おそらく、これまでの特殊イベントの度に多数の生徒に追い掛け回された恐怖心を思い出したのだろう。身体が少しばかり震えている。監視のためにヴィレッタも何度かその場に居合わせたのだが、異性同性問わずに大勢の人間がルルーシュを狙って追いかける様は、無関係な第三者から見ても相当怖かった。ロロやシャーリーやリヴァルの助けがなかったら簡単にひん剥かれていたところだろう。
「本当に、どうしよう。開始直後に姉さんと帽子交換する作戦が潰されるなんて……」
「リヴァルなら友達だし、冗談で済ませてくれるとは思うんだが、なにせ会長狙いだからな。最後の機会を俺のせいでふいにしてしまうのは気が引けるし……」
「あの人なら僕も安心なんだけど」
ルルーシュを絶対に恋愛対象と見なさないリヴァルはロロにとって安全圏の男であるらしく、ヴィレッタが感心するくらいに彼には寛容な態度を取っている。とは言っても、ルルーシュに話しかけてもあからさまにムッとした表情を見せないように努力するレベルである。だが今回のイベントはリヴァルの想い人であるミレイの卒業を記念するもの。これが最後のチャンスになるかもしれないのに巻き込んでしまってはかわいそうだと、確かにヴィレッタも思った。
しかし。
(リヴァルに助けてもらうしか、ルルーシュが助かる方法はないんじゃないか?)
案の定、姉と弟による会話は平行線をたどっていた。
「いっそ、咲世子に最初から最後まで逃げ切ってもらうとか」
「だめだ。動きが良すぎてばれてしまう。多少は俺も出なければ」
「でも姉さんではすぐに捕まってしまうよ! いっそエスケープするとか」
「会長の突発イベントは70パーセント俺をからかうために行っていると以前言っていた。今回逃れたところで第2回が開催されるだけだ。それでは意味がない」
「そんな……」
「くそ、スザクがいれば……」
ルルーシュの口から出た名前に、その場の空気が凍った。口元に手を当て思案にくれるルルーシュに、いっせいに3人の視線が注がれる。
「ん? なんだ?」
「ルルーシュさま、なぜそこでスザクさまのお名前を?」
いち早く落ち着きを取り戻した咲世子が、不思議そうに目を丸めているルルーシュに質問をぶつけた。
「俺を売った外道とはいえ、一応建前上やつとは友達だしな。率直に困っていると訴えればたぶん助けてくれるだろうし、冗談で流してくれるだろう」
「そんなわけないじゃない! むしろここぞとばかりに美味しく頂かれるに決まってる!」
「?」
激昂するロロをまえにして、ルルーシュはきょとんと首を傾げるばかり。ヴィレッタは眉間に指を寄せて、小さくため息をつく。教師としてだけでなく、女としてこれは放ってはおけない。

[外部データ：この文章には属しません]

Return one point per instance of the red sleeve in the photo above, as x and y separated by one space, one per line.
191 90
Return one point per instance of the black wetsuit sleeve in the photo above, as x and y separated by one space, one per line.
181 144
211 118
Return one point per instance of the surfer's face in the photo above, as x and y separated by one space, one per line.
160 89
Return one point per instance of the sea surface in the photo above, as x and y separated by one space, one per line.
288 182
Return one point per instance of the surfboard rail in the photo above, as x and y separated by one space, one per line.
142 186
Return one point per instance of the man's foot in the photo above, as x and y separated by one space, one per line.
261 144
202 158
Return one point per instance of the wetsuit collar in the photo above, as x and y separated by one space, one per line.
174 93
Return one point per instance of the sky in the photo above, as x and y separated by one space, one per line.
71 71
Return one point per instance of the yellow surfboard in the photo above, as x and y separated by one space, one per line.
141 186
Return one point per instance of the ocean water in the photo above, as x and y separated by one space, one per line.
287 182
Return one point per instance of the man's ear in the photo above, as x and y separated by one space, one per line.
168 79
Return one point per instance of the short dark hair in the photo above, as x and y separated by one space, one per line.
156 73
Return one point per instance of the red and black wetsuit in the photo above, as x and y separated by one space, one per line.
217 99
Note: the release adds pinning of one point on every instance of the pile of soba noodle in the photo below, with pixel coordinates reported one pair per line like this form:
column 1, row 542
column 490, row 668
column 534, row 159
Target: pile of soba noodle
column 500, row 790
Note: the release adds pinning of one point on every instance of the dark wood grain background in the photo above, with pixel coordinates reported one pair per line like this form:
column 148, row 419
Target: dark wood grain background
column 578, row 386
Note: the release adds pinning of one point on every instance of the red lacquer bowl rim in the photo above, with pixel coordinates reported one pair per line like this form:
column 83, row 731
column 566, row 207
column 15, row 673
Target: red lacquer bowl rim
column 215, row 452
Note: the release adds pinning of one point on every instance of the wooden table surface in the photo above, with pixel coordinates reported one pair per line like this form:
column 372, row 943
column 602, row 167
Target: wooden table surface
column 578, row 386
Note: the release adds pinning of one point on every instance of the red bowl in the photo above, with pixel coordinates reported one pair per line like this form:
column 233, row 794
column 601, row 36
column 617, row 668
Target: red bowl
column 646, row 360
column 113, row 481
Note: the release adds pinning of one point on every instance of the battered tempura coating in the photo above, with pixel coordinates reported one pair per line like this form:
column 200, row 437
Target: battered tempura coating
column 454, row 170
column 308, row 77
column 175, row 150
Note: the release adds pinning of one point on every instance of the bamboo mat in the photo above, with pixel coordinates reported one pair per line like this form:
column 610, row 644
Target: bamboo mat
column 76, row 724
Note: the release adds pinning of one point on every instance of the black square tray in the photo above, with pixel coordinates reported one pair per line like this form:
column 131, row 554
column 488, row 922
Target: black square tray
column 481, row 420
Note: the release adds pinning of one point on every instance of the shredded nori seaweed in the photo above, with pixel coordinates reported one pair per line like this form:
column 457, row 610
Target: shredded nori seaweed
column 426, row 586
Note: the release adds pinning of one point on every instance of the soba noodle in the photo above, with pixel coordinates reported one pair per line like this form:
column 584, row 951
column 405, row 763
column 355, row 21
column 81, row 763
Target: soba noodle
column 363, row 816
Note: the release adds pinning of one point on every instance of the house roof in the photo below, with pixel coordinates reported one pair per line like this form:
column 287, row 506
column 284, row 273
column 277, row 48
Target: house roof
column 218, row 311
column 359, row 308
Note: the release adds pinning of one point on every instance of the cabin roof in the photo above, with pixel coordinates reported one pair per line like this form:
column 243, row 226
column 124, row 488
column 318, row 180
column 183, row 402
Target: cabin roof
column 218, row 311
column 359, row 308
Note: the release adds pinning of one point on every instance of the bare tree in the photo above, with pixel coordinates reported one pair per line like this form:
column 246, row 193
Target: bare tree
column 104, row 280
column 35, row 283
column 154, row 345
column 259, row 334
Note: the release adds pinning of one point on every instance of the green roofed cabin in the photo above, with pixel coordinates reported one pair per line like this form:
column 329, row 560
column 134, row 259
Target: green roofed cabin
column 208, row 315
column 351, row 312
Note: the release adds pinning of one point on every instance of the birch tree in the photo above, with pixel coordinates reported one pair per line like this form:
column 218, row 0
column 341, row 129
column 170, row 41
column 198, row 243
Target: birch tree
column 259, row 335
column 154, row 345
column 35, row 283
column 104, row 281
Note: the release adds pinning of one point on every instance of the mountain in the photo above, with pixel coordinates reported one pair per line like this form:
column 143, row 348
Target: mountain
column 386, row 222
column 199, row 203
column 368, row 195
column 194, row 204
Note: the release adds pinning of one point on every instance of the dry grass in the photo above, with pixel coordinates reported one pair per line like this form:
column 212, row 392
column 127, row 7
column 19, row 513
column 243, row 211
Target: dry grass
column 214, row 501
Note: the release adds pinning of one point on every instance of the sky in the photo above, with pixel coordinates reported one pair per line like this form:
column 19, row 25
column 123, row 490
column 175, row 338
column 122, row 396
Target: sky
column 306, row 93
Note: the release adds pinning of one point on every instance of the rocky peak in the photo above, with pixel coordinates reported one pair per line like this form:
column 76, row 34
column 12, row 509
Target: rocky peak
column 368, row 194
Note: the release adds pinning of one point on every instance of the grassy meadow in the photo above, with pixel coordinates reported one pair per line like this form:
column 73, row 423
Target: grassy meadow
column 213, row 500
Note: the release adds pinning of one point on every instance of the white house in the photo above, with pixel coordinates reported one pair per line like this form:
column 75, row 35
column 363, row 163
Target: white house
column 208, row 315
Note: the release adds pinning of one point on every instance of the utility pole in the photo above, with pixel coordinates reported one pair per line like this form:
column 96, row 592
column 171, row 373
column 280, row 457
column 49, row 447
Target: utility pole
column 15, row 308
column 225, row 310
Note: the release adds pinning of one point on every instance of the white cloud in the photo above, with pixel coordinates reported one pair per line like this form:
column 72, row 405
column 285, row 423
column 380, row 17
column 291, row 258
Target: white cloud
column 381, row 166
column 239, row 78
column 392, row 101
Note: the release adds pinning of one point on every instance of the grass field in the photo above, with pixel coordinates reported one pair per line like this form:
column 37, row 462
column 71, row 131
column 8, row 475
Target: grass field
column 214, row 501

(体育の補習以外にも教えるべきことは山積みだな……)
「スザクはだめなのか……じゃあジノ・ヴァインベルグは?」
「なんでここでそんな選択肢がでてくるの?!」
「ミレイの悪ノリに楽しげに乗ってくるタイプのようだから、冗談で流してくれるんじゃないかと思ってな。好奇心が充たされれば、どうせすぐに学園から去るだろうし」
「姉さんは人を見る目がなさすぎる!」
「じゃあ人波に向かって帽子を放るとか」
「ああ、それは……でも万が一形を保ったままの帽子が誰かの手に渡ったらって考えると……」
「では機密情報局が配置した男性教師などはどうでしょう?」
咲世子の提案に、ルルーシュがぱちんと指を鳴らす。
「そうか、その手があったか!」
「却下です! 姉さんがかけたギアスは僕たちの『イレギュラーを見逃せ』だったでしょ? 今回のことがその命令でカバーできなかったらどうするつもりなの?」
「ロロ、よく考えてみろ。生徒と先生だぞ? 本気で何かが起こるわけないだろう?」
まるで幼子を諭すような口調で断言するルルーシュに、ヴィレッタは頭を抱えた。
色々と自覚がなさすぎる。
ブラックリベリオン以前から仕えていたという咲世子すら、今の発言に微妙に表情を硬くさせたくらいだ。おそらくこれまでも、ルルーシュ本人はそう思わずとも相手が本気になってしまったケースが多々あったのだろう。
「姉さんこそ、自分の言動と外見が他人の目にどう映るかよく考えてみるべきだよ!」
話はいっこうにまとまる気配をみせないが、イベント開始までの時間は刻々と迫っている。このままではいけない。
「ならロロ、誰が相手なら満足なんだ?」
「姉さんに相応しい男なんてこの世にいるわけないでしょう」
いい加減痺れを切らしたヴィレッタだったが、その答えを聞いて口を挟んでしまったことをいたく後悔したのは言うまでもない。